PyQt5, OpenGL, where to start, minimal example code?

Phil Thompson phil at riverbankcomputing.com
Mon Oct 3 04:29:59 EDT 2016


On 3 Oct 2016, at 4:29 am, John Ladasky <john_ladasky at sbcglobal.net> wrote:
> 
> On Sunday, October 2, 2016 at 7:21:15 PM UTC-7, blue wrote:
>> You have here a PyQt5 Reference Guide http://pyqt.sourceforge.net/Docs/PyQt5/index.html
>> Some example can be found here 4 and 5 http://codeprogress.com/python/libraries/pyqt/
> 
> That's a nice page of examples, but there are no OpenGL examples.
> 
>> Support for OpenGL http://pyqt.sourceforge.net/Docs/PyQt5/opengl.html told us:
>> 
>> When compiled against Qt v5.1 or later, PyQt5 implements a set of either desktop QOpenGL bindings or OpenGL ES v2 bindings depending on how Qt was configured. This removes the dependency on any third-party OpenGL bindings such as PyOpenGL.
>> 
>> At the moment the desktop bindings are for OpenGL v2.0 and are mostly complete. Other versions will be added in later releases.
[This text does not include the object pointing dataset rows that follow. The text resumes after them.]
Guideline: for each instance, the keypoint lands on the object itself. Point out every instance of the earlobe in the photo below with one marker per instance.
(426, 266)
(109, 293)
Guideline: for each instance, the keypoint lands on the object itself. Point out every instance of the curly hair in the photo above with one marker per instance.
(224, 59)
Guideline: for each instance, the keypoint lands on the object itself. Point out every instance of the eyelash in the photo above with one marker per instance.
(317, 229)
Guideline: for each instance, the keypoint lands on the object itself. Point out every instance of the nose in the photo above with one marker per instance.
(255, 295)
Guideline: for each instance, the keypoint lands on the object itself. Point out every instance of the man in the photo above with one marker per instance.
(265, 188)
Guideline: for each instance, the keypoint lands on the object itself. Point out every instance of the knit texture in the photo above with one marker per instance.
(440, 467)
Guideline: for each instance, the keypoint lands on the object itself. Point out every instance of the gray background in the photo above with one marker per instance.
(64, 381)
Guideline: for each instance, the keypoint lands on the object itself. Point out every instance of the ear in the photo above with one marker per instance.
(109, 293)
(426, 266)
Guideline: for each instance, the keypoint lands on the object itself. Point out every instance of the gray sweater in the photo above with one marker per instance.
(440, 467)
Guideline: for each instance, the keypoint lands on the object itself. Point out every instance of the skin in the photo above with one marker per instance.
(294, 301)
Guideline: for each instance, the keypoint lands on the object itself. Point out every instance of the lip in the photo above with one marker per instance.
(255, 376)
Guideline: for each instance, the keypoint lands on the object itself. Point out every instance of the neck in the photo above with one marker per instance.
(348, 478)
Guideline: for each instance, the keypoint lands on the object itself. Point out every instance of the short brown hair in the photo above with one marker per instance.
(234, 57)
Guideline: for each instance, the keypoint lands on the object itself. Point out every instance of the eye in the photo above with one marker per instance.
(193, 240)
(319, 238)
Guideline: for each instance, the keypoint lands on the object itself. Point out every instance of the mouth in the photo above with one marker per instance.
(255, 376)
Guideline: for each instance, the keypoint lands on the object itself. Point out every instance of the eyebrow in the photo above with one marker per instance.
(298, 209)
If there are calls which you need, but are currently unsupported, then please ask for the support to be added.
> 
> I found that page many days ago.  I am not sure whether OpenGL 4.5, which is what Ubuntu installed for me, is an extension of OpenGL ES v2, or something completely different.
> 
> PyQt5 seems to be at least nominally aware of recent versions of OpenGL, and it knows that I have version 4.5 -- since my program went looking for a module called "QOpenGLFunctions_4_5_Compatibility".  On this page...
> 
> http://doc.qt.io/qt-5/qtgui-module.html
> 
> ...the Qt5 QTGui documentation lists a plethora of functions to retrieve OpenGL "specifications" and "compatibility profiles", ranging from OpenGL 1.0 through 4.5.
> 
> Note, these are not PyQt docs, they are for Qt.  I have been sometimes frustrated by the fact that the PyQt modules do not appear to have a one-to-one mapping with the hierarchy of Qt itself.
> 
>> Obtaining an object that implements the bindings for a particular OpenGL version and profile is done in the same way as it is done from C++, i.e. by calling versionFunctions(). In addition, the bindings object also contains attributes corresponding to all of the OpenGL constants.
> 
> And as you can see: trying to call versionFunctions() is exactly where my program failed.

Try passing a QOpenGLVersionProfile object to versionFunctions() that has a version set to one supported by PyQt.